FAH is not massively parallel (like SETI) but has some very significant needs to manage the serialization of limited numbers of trajectories, hence actual scientific value leads to [bonus points >> per WU points].

2) Even if we assume that all of those issues are insignificant, what percentage of pascal owners would choose more science with lower PPDs? ... and ... what tools do they have to express their desire to bias their assignments contrary to the bias of the majority of other Donors?
If demand exceeds supply, then assignment should block slower cards. Fortunately, we're a way off from that happening and there must be plans incase the 1,000,000 active donors materialise.

I still contest that a 1080Ti could complete two entire trajectories quicker by running them in parallel than sequentially - same science in less time = better.
QRB is there to promote 24/7 folding and running smp instead of uniprocessor clients. Whether a WU with a 10 day deadline gets completed in 50 minutes or 60 minutes is neither here nor there.

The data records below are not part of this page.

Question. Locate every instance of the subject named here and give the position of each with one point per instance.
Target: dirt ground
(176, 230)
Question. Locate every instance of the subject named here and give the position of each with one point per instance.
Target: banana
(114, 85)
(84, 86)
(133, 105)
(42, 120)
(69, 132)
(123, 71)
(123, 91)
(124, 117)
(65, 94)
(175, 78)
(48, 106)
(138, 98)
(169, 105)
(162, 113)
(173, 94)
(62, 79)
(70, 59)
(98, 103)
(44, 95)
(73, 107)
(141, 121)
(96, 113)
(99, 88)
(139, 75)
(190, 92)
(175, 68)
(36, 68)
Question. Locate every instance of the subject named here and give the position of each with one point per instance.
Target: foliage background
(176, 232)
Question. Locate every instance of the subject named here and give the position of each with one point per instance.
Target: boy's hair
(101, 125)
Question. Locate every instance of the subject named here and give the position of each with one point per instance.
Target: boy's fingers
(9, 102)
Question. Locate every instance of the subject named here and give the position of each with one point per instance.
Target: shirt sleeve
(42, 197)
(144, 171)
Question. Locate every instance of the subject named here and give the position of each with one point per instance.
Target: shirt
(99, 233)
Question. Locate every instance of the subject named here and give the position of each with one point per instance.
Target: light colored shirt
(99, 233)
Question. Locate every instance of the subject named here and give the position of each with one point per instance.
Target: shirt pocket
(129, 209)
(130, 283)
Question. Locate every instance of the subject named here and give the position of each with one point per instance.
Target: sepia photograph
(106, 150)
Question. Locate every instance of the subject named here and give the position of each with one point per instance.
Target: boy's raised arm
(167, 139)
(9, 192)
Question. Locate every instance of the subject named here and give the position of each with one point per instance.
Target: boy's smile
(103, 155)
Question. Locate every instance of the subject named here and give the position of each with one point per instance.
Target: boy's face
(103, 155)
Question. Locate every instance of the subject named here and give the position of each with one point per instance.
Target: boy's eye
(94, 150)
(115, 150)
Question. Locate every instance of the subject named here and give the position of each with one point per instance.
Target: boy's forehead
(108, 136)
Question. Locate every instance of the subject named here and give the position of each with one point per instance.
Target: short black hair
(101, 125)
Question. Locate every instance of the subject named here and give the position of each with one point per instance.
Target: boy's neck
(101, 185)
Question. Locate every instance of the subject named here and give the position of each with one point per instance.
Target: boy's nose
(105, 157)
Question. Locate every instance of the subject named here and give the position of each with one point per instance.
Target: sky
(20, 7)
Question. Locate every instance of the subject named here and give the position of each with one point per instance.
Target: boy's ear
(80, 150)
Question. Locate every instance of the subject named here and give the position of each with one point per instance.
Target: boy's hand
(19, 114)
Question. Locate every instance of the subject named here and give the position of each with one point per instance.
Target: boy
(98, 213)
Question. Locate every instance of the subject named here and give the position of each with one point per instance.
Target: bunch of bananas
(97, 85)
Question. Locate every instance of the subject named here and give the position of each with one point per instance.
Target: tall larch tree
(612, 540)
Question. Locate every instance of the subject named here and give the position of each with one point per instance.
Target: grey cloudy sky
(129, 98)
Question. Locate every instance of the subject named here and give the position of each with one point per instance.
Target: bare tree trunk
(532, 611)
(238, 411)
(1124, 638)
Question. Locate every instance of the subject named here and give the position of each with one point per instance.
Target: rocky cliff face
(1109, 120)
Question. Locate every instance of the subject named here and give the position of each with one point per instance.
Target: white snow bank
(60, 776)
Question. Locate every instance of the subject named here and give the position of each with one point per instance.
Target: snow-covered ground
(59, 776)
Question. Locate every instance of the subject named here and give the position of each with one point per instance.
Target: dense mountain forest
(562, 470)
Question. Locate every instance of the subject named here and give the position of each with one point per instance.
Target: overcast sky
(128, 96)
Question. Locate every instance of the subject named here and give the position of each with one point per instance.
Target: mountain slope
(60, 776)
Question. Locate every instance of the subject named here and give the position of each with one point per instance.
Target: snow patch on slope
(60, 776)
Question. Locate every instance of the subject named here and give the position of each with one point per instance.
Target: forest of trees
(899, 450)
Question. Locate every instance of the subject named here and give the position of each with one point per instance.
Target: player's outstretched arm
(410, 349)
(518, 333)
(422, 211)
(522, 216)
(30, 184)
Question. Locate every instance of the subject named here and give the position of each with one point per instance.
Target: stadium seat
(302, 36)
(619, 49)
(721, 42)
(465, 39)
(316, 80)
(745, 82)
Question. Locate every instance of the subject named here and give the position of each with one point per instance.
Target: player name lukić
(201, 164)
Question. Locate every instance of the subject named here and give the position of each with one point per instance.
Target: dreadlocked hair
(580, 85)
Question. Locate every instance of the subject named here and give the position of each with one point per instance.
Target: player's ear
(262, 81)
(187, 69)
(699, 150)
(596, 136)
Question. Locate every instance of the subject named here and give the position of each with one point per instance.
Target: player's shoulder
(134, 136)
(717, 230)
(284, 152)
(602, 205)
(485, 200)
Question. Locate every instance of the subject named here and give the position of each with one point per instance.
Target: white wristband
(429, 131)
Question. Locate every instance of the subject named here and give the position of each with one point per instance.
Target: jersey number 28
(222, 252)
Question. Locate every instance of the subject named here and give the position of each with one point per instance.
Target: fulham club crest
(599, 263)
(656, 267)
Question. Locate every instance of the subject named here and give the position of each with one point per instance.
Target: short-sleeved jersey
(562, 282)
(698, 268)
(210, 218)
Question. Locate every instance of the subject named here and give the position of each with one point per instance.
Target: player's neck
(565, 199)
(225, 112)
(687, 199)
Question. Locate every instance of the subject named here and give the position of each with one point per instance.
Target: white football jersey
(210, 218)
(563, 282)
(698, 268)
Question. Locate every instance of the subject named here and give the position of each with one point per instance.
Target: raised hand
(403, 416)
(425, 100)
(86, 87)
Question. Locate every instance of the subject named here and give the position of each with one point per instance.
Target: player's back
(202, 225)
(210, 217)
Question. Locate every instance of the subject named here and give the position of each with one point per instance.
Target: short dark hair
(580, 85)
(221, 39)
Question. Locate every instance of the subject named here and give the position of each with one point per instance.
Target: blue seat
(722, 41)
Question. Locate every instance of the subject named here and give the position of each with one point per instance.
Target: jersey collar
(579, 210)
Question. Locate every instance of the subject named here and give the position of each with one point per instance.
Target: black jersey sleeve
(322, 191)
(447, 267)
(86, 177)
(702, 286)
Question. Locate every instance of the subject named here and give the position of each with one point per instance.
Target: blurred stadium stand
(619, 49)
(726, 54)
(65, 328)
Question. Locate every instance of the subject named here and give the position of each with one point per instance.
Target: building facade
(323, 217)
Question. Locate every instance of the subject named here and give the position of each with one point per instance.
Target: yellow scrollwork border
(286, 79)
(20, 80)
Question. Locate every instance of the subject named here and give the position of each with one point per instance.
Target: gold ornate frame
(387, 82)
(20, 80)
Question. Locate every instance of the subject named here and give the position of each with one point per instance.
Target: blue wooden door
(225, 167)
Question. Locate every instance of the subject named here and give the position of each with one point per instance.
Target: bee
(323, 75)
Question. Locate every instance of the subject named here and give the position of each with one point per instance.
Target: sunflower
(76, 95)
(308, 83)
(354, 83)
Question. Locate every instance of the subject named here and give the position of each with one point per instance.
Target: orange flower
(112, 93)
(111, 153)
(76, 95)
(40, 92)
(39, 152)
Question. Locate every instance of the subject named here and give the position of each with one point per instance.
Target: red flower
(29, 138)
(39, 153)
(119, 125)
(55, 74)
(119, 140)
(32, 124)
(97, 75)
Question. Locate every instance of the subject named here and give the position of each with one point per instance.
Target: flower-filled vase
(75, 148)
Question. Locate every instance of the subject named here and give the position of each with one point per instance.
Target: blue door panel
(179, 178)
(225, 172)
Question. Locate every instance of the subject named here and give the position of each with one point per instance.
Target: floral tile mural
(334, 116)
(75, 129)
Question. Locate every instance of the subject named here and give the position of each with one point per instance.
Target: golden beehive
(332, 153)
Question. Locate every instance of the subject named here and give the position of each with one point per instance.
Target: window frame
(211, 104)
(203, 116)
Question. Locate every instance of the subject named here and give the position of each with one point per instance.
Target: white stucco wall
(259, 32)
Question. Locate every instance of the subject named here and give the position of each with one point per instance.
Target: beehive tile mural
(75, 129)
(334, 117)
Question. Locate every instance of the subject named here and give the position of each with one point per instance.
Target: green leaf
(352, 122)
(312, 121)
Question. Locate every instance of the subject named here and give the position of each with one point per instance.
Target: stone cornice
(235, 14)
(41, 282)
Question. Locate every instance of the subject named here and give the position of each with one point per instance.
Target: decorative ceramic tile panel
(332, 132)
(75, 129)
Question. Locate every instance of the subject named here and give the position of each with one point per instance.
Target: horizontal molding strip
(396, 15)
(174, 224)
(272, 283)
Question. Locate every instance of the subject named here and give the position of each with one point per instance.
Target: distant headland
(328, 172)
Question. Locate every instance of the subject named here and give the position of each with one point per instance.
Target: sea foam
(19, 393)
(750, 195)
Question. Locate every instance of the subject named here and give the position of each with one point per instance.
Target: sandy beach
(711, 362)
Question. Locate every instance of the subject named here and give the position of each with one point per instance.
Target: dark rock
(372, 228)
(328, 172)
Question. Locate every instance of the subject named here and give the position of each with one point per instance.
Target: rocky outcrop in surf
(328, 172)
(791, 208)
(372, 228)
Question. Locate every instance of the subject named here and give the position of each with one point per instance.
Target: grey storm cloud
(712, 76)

As to what tools, well none from Stanford that I'm aware of, but I'm sure something could be bashed together. As to choosing points or science, it needn't be a an either or if the QRB was 'fixed'. Until it is, then I and the majority will still likely optimise for points.
bruce
Posts: 20910
Joined: Thu Nov 29, 2007 10:13 pm
Location: So. Cal.

Re: QRB: WU Speed vs. WU Quantity

Post by bruce »

rwh202 wrote:If demand exceeds supply, then assignment should block slower cards. Fortunately, we're a way off from that happening and there must be plans in case the 1,000,000 active donors materialise.
At the present time, the servers don't have any kind of dynamic assignment modulation methodology. A particular project is either assignable to a particular GPU or it's not. I don't remember seeing a request for such an enhancement. You might submit one. Nevertheless, the FAH Development team does work on unannounced system level enhancements so there might or might not be something like that in the pipeline.

Unfortunately, it would probably be prohibitively complex: categorizing GPUs into smaller groups, updating those groups whenwver new hardware comes to market, managing project priority, and somehow optimizing all that against both the current spectrum of active GPUs and the active spectrum of projects.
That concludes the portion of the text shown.